Multi-Layer Payment Fraud Attack Attempts Redirect of $13.5 Million Invoice
This multi-layered fake billing scam attack begins with a compromised email account of Triumph Construction NY, a construction company involved with large infrastructure projects in New York City. After the attacker gains context from Sherif's prior communications regarding a large project and invoice, the attacker creates the look-alike domain, "triumphcontructionny.com," and asks for payment updates on a massive $13.5 million invoice, CCing several different recipients to stay connected to the thread.
In addition to the invoice, the attacker also attaches prior legitimate conversations as an EML file and copies and pastes Sherif's prior communications to make it appear that Sherif is following up on an existing thread. To further camouflage their malicious activity, the attacker strategically removes the email address from the "From: Sherif Salem" field in the header of the email. Doing so allows the attacker to circumvent the authentic domain altogether, thereby thwarting any attempts by legacy security systems to flag the similarity between the legitimate and look-alike domains. When one of the recipients replies to the thread, the attacker responds to continue building credibility, referencing prior communications and the hefty invoice in further replies.
Legacy email security tools have difficulty flagging this email as an attack because of the lack of malicious links, the seemingly ordinary PDF and EML attachments, and the lack of direct requests for sensitive information. Modern, AI-powered email security solutions analyze the domain age, attachments, and content to identify this attack accurately.
After compromising Sherif's account, the attacker copies and pastes prior communications to make it appear like they're following up on a prior thread when sending the first attack with the look-alike domain. The attacker also strategically removes the email address from the "From: Sherif Salem" field in the header of the email.
One of the CC'd recipients replies to the attacker and requests changes to the invoice.
The attacker engages with the recipient, referencing the changes to the invoice and further embedding themselves.
How Does This Attack Bypass Email Defenses?
This email attack bypasses traditional security solutions for multiple reasons, including the following:
- Lack of Malicious Links: The email contains no links in the body text. Legacy security tools often rely on detecting malicious links to flag phishing emails. In this case, there are no links to analyze, which could allow the email to bypass these security measures.
- Attachments: The email contains a PDF and an EML file. Legacy security tools may be unable to analyze the content of these types of files for malicious content.
- No Direct Request for Sensitive Information: The email does not directly ask for sensitive information like passwords or financial details, a typical red flag legacy systems use to determine if an email looks suspicious.

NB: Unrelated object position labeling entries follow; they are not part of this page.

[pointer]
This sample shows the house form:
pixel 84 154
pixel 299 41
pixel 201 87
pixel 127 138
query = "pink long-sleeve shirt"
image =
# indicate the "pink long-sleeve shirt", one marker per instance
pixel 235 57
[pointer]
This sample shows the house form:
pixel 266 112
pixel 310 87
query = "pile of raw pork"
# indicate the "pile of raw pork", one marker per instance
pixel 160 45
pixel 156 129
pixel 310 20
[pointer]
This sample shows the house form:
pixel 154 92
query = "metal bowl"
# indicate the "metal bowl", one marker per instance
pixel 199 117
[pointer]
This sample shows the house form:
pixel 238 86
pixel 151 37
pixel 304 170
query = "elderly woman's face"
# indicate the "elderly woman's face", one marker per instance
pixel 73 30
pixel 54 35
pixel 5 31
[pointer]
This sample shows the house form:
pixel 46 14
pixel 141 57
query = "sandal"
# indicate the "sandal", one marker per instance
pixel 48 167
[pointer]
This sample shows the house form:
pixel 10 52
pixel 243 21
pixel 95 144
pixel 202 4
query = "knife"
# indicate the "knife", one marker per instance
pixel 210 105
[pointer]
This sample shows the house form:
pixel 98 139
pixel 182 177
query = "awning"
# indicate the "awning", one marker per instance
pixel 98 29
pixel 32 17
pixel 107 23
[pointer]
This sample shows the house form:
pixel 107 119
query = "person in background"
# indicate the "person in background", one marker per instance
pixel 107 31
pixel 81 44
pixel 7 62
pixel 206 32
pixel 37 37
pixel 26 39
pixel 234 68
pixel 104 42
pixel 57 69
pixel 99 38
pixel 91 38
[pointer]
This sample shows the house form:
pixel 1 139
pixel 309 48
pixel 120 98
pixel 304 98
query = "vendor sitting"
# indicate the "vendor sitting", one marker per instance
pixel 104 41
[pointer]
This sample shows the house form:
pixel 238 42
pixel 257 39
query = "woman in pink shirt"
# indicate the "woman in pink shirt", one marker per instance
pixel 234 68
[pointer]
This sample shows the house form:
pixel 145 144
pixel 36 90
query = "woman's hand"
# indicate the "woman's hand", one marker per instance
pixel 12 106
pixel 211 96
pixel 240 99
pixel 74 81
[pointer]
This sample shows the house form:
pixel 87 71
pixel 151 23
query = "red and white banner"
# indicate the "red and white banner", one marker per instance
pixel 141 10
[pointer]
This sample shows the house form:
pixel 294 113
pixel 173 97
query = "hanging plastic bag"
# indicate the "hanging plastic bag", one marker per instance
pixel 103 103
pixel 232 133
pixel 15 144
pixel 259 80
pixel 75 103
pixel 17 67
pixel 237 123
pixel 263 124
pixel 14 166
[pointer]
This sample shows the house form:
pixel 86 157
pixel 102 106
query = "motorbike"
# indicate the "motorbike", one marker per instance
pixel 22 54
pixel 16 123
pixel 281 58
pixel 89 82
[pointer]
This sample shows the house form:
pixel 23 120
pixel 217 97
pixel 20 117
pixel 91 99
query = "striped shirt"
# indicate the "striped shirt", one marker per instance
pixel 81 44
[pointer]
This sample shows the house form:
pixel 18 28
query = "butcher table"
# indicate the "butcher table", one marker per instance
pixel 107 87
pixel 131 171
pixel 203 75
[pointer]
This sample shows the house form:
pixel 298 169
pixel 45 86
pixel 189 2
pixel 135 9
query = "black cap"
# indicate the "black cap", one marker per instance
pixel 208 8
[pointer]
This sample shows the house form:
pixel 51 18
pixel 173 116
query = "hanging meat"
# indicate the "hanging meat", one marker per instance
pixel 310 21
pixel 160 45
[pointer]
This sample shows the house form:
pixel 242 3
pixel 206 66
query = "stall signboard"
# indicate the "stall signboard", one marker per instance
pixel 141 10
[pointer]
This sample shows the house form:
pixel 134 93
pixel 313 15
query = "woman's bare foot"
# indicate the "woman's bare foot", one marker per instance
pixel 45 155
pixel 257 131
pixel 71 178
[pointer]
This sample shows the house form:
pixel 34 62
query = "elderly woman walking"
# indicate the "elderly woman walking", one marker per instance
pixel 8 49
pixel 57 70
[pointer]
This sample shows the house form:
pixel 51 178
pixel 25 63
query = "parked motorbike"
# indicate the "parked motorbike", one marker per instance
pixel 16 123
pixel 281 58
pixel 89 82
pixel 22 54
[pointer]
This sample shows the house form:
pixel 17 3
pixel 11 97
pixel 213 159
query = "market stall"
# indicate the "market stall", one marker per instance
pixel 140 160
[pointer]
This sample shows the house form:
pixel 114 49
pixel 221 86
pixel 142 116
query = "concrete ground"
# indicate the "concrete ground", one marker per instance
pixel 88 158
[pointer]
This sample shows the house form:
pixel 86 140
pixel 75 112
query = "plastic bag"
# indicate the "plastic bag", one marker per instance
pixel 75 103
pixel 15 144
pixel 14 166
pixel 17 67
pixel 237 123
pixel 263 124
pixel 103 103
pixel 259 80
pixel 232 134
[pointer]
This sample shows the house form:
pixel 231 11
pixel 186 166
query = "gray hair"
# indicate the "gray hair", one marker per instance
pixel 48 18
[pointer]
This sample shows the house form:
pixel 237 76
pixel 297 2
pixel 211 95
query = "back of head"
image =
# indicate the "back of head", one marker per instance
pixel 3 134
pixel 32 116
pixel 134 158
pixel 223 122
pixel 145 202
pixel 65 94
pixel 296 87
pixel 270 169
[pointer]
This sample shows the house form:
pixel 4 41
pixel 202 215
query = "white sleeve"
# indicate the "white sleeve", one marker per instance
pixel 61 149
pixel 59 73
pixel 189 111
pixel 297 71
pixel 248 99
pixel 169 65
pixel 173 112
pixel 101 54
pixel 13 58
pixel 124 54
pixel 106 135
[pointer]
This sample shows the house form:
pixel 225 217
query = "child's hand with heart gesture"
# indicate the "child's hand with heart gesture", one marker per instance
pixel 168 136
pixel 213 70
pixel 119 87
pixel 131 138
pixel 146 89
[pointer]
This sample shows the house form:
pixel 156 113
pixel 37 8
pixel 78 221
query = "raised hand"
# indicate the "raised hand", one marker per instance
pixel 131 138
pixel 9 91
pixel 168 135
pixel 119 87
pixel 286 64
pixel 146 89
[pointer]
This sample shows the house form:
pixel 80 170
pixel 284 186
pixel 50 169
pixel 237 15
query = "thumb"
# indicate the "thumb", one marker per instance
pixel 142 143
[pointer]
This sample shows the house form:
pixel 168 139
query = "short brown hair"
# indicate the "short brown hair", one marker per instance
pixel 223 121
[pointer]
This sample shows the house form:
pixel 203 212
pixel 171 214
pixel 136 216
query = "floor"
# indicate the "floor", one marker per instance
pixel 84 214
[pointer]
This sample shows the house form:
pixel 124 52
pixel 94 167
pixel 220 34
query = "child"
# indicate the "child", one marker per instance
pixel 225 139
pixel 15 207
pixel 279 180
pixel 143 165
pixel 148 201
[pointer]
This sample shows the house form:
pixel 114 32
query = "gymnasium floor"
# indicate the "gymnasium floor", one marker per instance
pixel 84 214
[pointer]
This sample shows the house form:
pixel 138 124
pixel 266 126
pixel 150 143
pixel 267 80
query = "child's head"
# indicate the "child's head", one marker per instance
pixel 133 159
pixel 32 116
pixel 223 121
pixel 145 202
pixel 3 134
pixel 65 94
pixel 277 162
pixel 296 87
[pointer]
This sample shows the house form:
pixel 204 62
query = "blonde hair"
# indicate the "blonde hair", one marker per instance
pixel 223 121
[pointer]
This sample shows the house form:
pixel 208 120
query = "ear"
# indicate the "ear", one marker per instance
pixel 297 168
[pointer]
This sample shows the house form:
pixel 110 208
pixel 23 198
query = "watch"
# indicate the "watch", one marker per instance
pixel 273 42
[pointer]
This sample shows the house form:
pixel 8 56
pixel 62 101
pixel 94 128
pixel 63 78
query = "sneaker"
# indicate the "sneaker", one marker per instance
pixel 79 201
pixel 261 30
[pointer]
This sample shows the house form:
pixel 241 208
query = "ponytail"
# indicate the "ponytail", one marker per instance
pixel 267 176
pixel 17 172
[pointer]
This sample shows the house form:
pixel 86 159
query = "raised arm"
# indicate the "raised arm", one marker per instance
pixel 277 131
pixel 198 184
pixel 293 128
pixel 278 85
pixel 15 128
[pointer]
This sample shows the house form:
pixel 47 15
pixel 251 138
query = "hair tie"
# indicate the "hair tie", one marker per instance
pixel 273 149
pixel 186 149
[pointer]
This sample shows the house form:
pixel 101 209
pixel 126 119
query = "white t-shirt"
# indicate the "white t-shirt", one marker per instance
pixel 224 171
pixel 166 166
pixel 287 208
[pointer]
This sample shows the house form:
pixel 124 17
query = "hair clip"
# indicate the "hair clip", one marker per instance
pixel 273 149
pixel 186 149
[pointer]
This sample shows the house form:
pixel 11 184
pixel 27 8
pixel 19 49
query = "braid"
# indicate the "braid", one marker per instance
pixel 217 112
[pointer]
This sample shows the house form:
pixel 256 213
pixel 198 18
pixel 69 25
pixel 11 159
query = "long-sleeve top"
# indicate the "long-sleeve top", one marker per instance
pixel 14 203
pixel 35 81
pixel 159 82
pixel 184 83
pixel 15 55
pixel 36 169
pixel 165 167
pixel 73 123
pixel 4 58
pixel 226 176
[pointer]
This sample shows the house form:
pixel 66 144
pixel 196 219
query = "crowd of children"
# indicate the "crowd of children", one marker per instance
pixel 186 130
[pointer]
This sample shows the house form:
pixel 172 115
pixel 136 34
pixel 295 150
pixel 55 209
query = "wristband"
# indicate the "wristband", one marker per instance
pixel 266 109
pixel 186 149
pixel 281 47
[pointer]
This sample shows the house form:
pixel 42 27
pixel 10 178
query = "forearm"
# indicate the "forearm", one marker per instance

How Did Abnormal Detect This Attack?
This attack was detected using AI and ML by analyzing various factors, including the following:
- Domain Age: The domain age of the sender's email is two months, which means it's a newly registered domain. Abnormal's AI flags this as a potential risk, as cybercriminals often use new domains for launching attacks.
- Attachment Analysis: The email contains a PDF and an EML file. Abnormal's AI analyzes the content of these types of files for malicious content, which legacy systems may be unable to do.
- Content Analysis: Abnormal's AI analyzes the content of the email for subtle signs of a phishing attempt, including the language, tone, and context, which helps detect sophisticated attacks that may not contain obvious red flags.
By recognizing established normal behavior and detecting these abnormal indicators, a modern email security solution has the ability to prevent this attack from reaching inboxes.
Please note the exact detection mechanism from Abnormal Security's system might include proprietary techniques and methodologies not disclosed here.